In der Folge stellten Kuttig und Kober ihre Institutionen und deren Lösungsansätze für die skizzierten Herausforderungen vor. Als Maßnahme gegen die überbordende Bürokratie etwa hat man ein Portal eingerichtet und steht mit den darin gemeldeten Beschwerden in Kontakt mit der Legislative. Auch für die Nachwuchsgewinnung hat die IHK einige Projekte am Laufen.
Neugier als wirtschaftlicher Treiber
Kurz nach 18 Uhr war es Zeit für den Impulsvortrag von Stephan Mallmann. Mit viel Humor erklärte der 51-Jährige die Funktionalität neuer KI-Tools, besonders im Hinblick auf Assistenten mit Sprachausgabe und ihre Anwendbarkeit in einer modernen Arbeitswelt.
Seine Kernthese aber war die Notwendigkeit der Neugier. Das zunehmende Abrutschen Deutschlands in den relevanten wirtschaftlichen Statistiken erklärte er sich durch die fortschrittsfeindliche Einstellung der Deutschen, die dahin tendieren würden, am Althergebrachten festzuhalten. Wir seien hier zwar oft Vorreiter in neuen Technologien, kämen aber selten dazu, diese dann tatsächlich weiterzuentwickeln, weil uns der Visionärsgeist fehle. Als Beispiel führte er Jürgen Schmidhuber an. Obgleich der Bayer als "Vater der KI" gilt, kann Deutschland kein revolutionäres KI-Programm vorweisen.

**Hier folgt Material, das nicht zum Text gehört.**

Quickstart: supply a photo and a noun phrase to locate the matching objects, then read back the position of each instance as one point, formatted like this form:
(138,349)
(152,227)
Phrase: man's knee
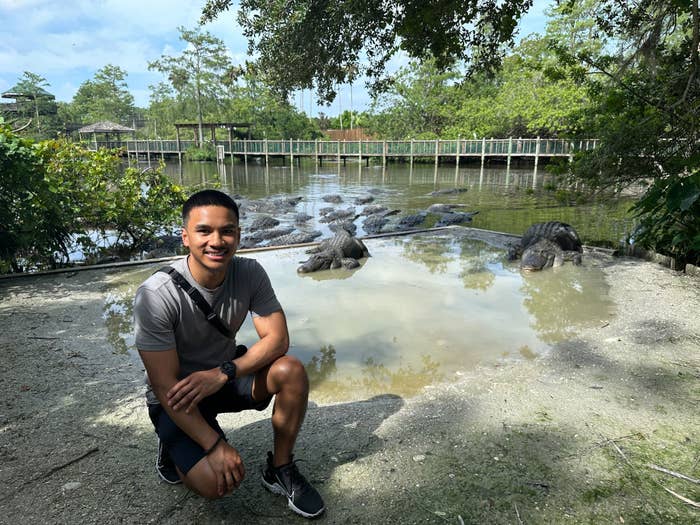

Zur Ehrenrettung der Deutschen sei aber erwähnt, dass auch hier die Bürokratie als Innovationskiller auftritt: Apple beispielsweise hat vor Kurzem eine Live-Übersetzungsfunktion veröffentlicht, dank der es nun theoretisch möglich ist, ohne Dolmetscher flüssig mit Fremdsprachlern auf der ganzen Welt zu kommunizieren. Vielleicht doch nicht auf der ganzen Welt, denn die Funktion widerspricht dem Digital Markets Act der EU und ist daher hierzulande nicht verfügbar.
Macht’s nicht wie Colgate
Mallmann mahnte jedoch, nicht zu vorschnell zu handeln. Am Beispiel von Colgate, deren Tiefkühllasagne ein phänomenaler Fehlschlag war, legte er dem Hörer eindrücklich nahe, den Markt ausführlich zu studieren, ehe eine Produktionsentscheidung getroffen wird.